Carnival Girl Pt 4


Sharon’s note: So, I’m teaching myself to write horror at the same time I’m writing this, and because romance and horror are oddly similar in style, I think they’re starting to bleed together. Meh, it’s probably fine. My husband takes me on dates to horror movies after all. Warning: Creepy and cute, but not quite creepy-cute.


A cardboard ghost cut out popped out with a loud clank. Jim jerked. “That’s like a lawsuit waiting to happen. Somebody’s going to walk right into that thing. What are you doing?”

Wendy, while she was still holding Jim’s hand, was tugging gently while she stood on tiptoes, scenting the air. “Looking for something unusual.”

“With your nose?” Jim teased, nudging her in the shoulder.

She grinned sheepishly. “Your senses can pick up more than you realize. If something’s wrong, they’ll try to tell you, if you’ll listen.”

“So, what is your sense of smell trying to tell you?” Jim’s stomach clenched as he took the chance to reach up and boop her nose. Elation raced through him as she giggled and leaned into his shoulder.

“That someone peed in here, and someone else spilled a beer, and before that they used a lot of bleach, but it doesn’t cover up the fact that not that long ago there was a lot of blood spilt in here.” She leaned in and sniffed near his neck. “And I really like the smell of your body wash. It smells a little like oranges. I love oranges.”

Heat crept up Jim’s face, and he decided her attempts to be creepy were adorable. “You have a really good sense of smell. All I’m picking up is the beer. And the piss, now that you mention it.”

She shrugged, then looked at the floor speculatively. “I could probably get down low and track it like a hound, but it is really gross down there.”

“Let’s just keep looking. Maybe we’ll find where the smell is coming from. They could be using pig’s blood as a prop.” The idea was as cool as it was gross.

She scrunched her mouth while she considered that, then shook her head. “I wouldn’t think so. It would be really inefficient. They’d have to keep it refrigerated otherwise it would go bad. Even if you didn’t have a great nose, you’d smell rotting blood. It’s a very loud odor.”

The idea made the funnel cake swim in Jim’s stomach. They continued walking through the trailer, looking at exhibits of wax witches and an animatronic vampire that reached out its arm half-way, made a strange clicking noise, and retracted it with a loud, mechanical whir. As they passed through a dim room with hanging chains and a scratchy screaming soundtrack, a gagging sweet smell hung in the air. 

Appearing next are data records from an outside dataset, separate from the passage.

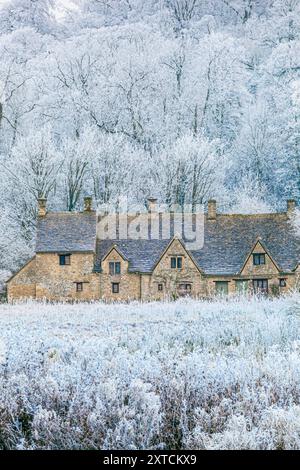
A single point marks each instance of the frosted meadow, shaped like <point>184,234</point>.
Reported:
<point>187,374</point>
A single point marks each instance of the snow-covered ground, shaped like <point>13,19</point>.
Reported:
<point>188,374</point>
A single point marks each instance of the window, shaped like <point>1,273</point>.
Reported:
<point>260,285</point>
<point>184,289</point>
<point>176,262</point>
<point>221,287</point>
<point>241,286</point>
<point>282,282</point>
<point>79,286</point>
<point>115,287</point>
<point>64,260</point>
<point>114,268</point>
<point>259,258</point>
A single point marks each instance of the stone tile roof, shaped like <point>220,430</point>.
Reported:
<point>141,254</point>
<point>227,242</point>
<point>229,239</point>
<point>66,232</point>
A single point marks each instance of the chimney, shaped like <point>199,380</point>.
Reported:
<point>42,209</point>
<point>152,202</point>
<point>212,209</point>
<point>290,206</point>
<point>87,204</point>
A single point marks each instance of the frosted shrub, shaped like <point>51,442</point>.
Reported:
<point>187,374</point>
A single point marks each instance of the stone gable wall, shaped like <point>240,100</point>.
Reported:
<point>129,283</point>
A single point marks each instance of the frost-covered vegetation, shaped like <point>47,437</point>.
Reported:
<point>188,374</point>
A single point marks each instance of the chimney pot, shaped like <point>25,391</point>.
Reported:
<point>291,205</point>
<point>88,204</point>
<point>42,206</point>
<point>212,209</point>
<point>152,202</point>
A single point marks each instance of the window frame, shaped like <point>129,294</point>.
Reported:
<point>64,256</point>
<point>113,271</point>
<point>260,289</point>
<point>178,262</point>
<point>219,284</point>
<point>261,257</point>
<point>282,282</point>
<point>77,286</point>
<point>117,285</point>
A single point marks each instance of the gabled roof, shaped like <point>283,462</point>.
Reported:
<point>142,255</point>
<point>189,253</point>
<point>117,249</point>
<point>259,241</point>
<point>229,239</point>
<point>227,243</point>
<point>66,231</point>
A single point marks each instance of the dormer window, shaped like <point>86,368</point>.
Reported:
<point>176,262</point>
<point>259,258</point>
<point>114,268</point>
<point>65,260</point>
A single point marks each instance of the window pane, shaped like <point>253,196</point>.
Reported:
<point>222,287</point>
<point>260,285</point>
<point>111,268</point>
<point>115,287</point>
<point>241,286</point>
<point>259,258</point>
<point>117,267</point>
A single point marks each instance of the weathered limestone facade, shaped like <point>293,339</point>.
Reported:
<point>241,254</point>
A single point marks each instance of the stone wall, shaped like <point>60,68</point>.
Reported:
<point>129,283</point>
<point>172,278</point>
<point>23,284</point>
<point>55,282</point>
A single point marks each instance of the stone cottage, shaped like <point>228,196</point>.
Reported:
<point>241,254</point>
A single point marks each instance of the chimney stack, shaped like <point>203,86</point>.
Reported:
<point>42,206</point>
<point>291,206</point>
<point>87,204</point>
<point>212,209</point>
<point>152,203</point>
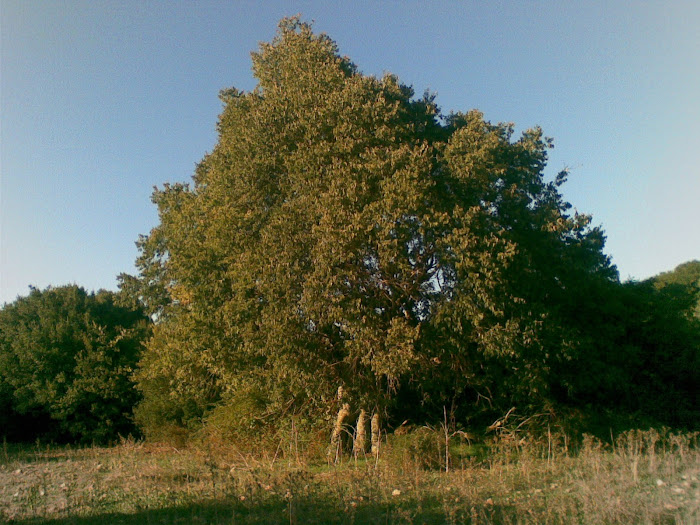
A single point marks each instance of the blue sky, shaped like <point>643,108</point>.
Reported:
<point>101,101</point>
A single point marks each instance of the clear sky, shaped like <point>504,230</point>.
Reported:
<point>101,101</point>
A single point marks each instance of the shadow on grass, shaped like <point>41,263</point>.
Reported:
<point>303,511</point>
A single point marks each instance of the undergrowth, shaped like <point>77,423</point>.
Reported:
<point>421,476</point>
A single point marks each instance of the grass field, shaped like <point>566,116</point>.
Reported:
<point>644,477</point>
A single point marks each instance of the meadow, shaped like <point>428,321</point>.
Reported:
<point>640,477</point>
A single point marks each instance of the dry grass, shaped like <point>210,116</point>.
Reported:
<point>645,477</point>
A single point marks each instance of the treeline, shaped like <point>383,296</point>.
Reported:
<point>344,233</point>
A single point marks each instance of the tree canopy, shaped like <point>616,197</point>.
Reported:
<point>344,232</point>
<point>66,364</point>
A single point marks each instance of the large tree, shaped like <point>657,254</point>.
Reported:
<point>66,364</point>
<point>345,233</point>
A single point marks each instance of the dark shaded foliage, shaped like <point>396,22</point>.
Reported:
<point>66,364</point>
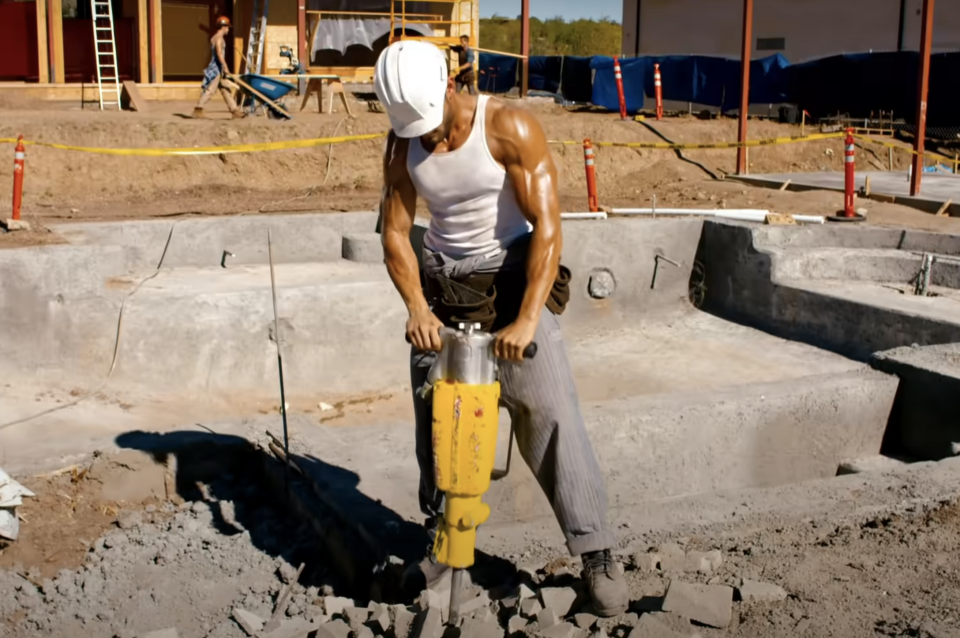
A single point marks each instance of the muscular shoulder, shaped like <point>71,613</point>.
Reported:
<point>511,128</point>
<point>395,157</point>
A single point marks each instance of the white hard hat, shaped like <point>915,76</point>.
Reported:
<point>410,80</point>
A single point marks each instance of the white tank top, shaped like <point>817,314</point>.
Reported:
<point>471,200</point>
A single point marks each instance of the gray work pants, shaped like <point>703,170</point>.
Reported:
<point>550,433</point>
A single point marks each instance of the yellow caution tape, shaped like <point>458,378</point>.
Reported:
<point>711,145</point>
<point>907,149</point>
<point>206,150</point>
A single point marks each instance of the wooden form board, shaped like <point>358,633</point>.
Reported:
<point>43,61</point>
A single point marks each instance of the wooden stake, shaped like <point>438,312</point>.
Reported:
<point>943,209</point>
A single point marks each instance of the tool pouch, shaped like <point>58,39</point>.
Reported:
<point>463,303</point>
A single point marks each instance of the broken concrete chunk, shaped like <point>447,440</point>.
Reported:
<point>364,632</point>
<point>334,629</point>
<point>646,562</point>
<point>380,621</point>
<point>561,630</point>
<point>516,624</point>
<point>706,604</point>
<point>679,625</point>
<point>630,620</point>
<point>559,599</point>
<point>877,463</point>
<point>584,621</point>
<point>475,604</point>
<point>402,621</point>
<point>530,607</point>
<point>250,623</point>
<point>547,618</point>
<point>430,599</point>
<point>752,591</point>
<point>698,562</point>
<point>481,628</point>
<point>509,605</point>
<point>429,624</point>
<point>334,605</point>
<point>715,558</point>
<point>651,627</point>
<point>128,519</point>
<point>356,616</point>
<point>672,557</point>
<point>294,628</point>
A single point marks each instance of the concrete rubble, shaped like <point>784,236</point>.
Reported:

“Someone was wearing too much perfume.” Jim pulled up his shirt to cover his nose.

“No, someone sprayed a cheap body spray directly into the air to cover up another scent.” Wendy tugged at his shirt until he let it fall. “You should be able to get this one. Take a deep breath through your mouth and make sure you draw the air over your tongue. Really taste it. Close your eyes too. Sometimes that helps.”

Jim smirked, but did as she asked, closing his eyes and inhaling deeply. The perfume was horrible. Now that he was really focusing on it, he caught the aroma of alcohol in the air, but under that . . . his stomach revolted and his jaws snapped shut. With a hand over his mouth, he said, “Oh, God, what is that? Is . . . is something rotting in here?”

“That would be my guess. Or maybe it’s something under the trailer. We’d-” She paused, then quickly dropped Jim’s hand to wrap her arm around his waist and pull him close to her side while she stared hard into a dark corner. Her body radiated heat, and his heart jumped into his throat. 

A girl with a white tee-shirt covered in bloody handprints and matted hair came screaming out of the dark. Wendy relaxed against him as the bloody girl disappeared down a hallway. He stared after her in confusion. “Is . . . is she where the smell was coming from? Were they actually using rotting pigs blood?”

“Nah.” Wendy laid her head against his shoulder and Jim was awash with many opposing feelings. “I smelled sugar. It was just colored corn syrup. Come on. There’s definitely something fishy going on here, but I don’t think we’re going to get to the heart of it in here. Let’s go find the ferris wheel. A good view might widen our perspective.”

Jim chuckled weakly at her pun, but the uneasy feeling in his stomach wouldn’t go away wouldn’t go away while he could still taste something spoiled.